How else have financial institutions used behavioral economics?

They really hit it hard. It wasn’t necessarily like the catchy headline, or the big concept, but it was a strong support point on everything they did. For the same bank we also created a direct mail package that was hands down, in their words, the best checking acquisition package they had ever done. And what we did is we tapped into something known as the commitment and consistency principle.

Once you can get a small yes, you’re much more likely to get a second yes, a third yes, a fourth yes. You just have to get that first yes, and then you can build from there. So we looked at the bank’s customers, people who had something other than a checking account, and checking accounts can be great because once you get that checking account it’s kind of sticky, you’ve got some hooks in there and they don’t leave.

But we looked at people who had maybe taken out a student loan, or an auto loan, or maybe they had an IRA, some small thing.
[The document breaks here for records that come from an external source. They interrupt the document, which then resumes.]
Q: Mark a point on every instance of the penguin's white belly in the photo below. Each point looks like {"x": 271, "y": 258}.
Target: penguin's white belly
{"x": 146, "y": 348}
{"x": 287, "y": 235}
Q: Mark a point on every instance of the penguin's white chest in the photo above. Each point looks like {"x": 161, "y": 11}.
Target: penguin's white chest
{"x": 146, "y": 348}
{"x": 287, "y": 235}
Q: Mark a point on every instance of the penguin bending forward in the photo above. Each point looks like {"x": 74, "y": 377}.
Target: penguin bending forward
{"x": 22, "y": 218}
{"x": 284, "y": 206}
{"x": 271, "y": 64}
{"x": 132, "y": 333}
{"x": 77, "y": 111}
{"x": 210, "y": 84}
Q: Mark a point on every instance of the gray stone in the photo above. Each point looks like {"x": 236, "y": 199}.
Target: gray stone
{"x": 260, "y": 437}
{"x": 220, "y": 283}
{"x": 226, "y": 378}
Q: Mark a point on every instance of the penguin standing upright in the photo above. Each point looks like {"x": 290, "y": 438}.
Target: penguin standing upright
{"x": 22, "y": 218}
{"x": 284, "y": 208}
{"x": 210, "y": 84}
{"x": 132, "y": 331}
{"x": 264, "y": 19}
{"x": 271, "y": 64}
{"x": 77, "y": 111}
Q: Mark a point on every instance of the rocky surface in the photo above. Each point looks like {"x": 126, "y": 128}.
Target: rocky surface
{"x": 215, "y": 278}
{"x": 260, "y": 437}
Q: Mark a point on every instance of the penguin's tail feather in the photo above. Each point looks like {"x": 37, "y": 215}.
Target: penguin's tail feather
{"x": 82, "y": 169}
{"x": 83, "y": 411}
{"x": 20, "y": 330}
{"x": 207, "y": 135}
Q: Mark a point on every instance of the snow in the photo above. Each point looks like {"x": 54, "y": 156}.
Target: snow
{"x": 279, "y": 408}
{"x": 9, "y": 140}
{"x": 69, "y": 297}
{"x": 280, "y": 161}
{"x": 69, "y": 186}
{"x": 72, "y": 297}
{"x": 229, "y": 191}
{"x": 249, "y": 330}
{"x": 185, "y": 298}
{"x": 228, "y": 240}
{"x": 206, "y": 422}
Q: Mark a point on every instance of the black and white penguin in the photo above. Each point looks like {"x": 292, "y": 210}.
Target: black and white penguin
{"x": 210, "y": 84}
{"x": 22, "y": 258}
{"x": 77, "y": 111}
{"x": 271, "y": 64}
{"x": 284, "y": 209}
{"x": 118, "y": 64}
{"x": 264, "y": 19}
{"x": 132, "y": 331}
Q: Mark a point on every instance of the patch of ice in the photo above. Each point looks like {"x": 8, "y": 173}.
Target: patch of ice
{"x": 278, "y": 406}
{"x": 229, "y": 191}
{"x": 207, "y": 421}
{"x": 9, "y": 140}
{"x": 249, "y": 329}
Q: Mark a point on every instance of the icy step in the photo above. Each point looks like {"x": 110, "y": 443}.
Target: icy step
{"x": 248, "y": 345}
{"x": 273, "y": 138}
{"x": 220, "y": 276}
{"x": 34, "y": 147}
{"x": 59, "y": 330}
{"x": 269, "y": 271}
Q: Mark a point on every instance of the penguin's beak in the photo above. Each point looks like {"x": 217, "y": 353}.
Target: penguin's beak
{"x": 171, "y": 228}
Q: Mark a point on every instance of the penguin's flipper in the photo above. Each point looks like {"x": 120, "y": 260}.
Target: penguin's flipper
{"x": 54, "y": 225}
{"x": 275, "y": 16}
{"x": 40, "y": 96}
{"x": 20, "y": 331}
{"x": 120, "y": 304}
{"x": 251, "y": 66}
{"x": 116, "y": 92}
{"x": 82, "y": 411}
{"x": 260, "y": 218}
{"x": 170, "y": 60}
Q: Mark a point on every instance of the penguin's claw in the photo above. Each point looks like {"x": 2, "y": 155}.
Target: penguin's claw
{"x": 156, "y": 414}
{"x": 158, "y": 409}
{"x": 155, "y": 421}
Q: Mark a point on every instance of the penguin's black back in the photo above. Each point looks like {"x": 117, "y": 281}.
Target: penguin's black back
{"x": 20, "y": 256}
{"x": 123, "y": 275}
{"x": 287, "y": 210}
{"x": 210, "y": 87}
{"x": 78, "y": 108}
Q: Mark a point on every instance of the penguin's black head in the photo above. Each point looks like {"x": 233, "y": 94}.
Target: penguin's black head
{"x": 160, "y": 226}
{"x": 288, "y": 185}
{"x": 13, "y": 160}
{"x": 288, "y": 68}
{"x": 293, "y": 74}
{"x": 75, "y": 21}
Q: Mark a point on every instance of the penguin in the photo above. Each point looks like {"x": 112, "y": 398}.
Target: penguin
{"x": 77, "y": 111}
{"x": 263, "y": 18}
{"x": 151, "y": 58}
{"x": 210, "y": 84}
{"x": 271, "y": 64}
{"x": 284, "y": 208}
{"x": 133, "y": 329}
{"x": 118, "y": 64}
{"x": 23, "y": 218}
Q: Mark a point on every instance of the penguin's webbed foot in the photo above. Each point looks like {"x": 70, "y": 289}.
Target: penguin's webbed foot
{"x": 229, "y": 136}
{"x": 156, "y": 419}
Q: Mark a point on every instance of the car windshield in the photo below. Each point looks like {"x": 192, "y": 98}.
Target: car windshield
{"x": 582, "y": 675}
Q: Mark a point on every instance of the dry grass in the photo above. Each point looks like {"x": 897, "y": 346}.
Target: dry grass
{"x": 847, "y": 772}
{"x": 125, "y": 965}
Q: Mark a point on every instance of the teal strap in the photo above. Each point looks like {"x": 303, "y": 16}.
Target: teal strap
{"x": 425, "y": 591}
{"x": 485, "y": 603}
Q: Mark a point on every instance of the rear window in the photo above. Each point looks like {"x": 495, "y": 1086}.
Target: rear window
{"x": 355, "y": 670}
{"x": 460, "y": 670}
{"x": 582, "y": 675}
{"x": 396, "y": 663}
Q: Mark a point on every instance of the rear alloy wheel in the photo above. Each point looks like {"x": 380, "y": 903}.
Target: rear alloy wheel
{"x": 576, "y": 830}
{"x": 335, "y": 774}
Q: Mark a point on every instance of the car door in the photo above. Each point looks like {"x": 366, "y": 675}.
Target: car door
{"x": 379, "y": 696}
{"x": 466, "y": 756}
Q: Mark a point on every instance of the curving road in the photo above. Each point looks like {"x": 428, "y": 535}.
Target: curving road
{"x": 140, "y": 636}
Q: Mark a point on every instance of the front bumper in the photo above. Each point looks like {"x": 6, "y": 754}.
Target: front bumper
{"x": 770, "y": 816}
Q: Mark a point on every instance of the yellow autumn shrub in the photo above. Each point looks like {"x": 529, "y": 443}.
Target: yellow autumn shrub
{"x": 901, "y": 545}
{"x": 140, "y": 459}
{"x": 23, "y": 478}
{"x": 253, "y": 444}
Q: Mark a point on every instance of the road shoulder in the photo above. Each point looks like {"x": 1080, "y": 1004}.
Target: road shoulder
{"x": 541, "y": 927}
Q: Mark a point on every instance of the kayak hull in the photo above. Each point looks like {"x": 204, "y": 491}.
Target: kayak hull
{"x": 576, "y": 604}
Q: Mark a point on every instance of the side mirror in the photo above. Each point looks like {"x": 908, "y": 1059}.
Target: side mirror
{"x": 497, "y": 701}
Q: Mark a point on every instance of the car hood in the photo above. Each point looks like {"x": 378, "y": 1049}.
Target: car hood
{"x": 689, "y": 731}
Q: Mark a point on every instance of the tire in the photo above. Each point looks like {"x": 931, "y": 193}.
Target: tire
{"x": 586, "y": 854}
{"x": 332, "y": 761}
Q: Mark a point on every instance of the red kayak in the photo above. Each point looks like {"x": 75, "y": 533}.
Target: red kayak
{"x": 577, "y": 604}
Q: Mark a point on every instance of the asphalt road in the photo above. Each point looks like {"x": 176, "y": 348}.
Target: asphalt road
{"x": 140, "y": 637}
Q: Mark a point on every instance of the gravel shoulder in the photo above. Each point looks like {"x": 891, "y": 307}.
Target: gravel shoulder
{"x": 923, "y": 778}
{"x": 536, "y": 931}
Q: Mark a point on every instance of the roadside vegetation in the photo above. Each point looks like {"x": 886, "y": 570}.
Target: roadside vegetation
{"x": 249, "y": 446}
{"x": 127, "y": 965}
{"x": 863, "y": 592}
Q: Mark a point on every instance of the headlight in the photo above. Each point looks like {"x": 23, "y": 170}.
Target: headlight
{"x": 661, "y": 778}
And we wrote to them and said, “Listen. Because you already do business with us, we would very much like to do more business with you. We’d like to make you aware of this special checking account that’s available. Here are some good reasons why we think you would like it.” But just leading with that reminder that they had already said yes to us before, they didn’t need to think about us the way they would think about a brand new bank.

Just think, we got that first small yes, and then we are upping that ask for the second larger yes. It worked really really well for them.

Anything you'd like to share about behavioral economics more broadly?

Well there are some interesting things in behavioral economics. There was a Cornell University study, and they found that if you have a chart or a graph accompanying your text or your copy, it provides instant credibility. It’s interesting. Cornell ran a study, and it didn’t have to do with banking, but I believe we can extrapolate it into finance.

Theirs was they had asked people to read about a new drug that was coming on the market, and they said to people “Okay, you’ve just read this. What do you think, and do you believe it?” 67% of people said “Yeah, I believe it. It seems to make sense.” They repeated the study, only this time it was the same copy but they also had a graph and the number jumped from 67% to 97%. And what the researchers found was it wasn’t that the graph added additional information, it wasn’t that it made the information more clear, it was that it lent it scientific truthfulness. Scientific veracity. It must be true. There’s a graph! I’m not really going to read the graph, but there’s a graph there! It just signals that oh, it must be true.

So that’s a perfect thing, I mean I would never suggest that you make up a graph, but if your content lends itself to a chart or a graph, and very often financial copy does, use it. Because it’s that decision making short cut. “Okay, this just seems more believable.”

Going forward the financial vertical can tap into behavioral economics and social science to their advantage the way many verticals can. It’s something that is becoming more and more embraced, and we are seeing the results and the results are positive. And I would encourage any financial institution to check it out.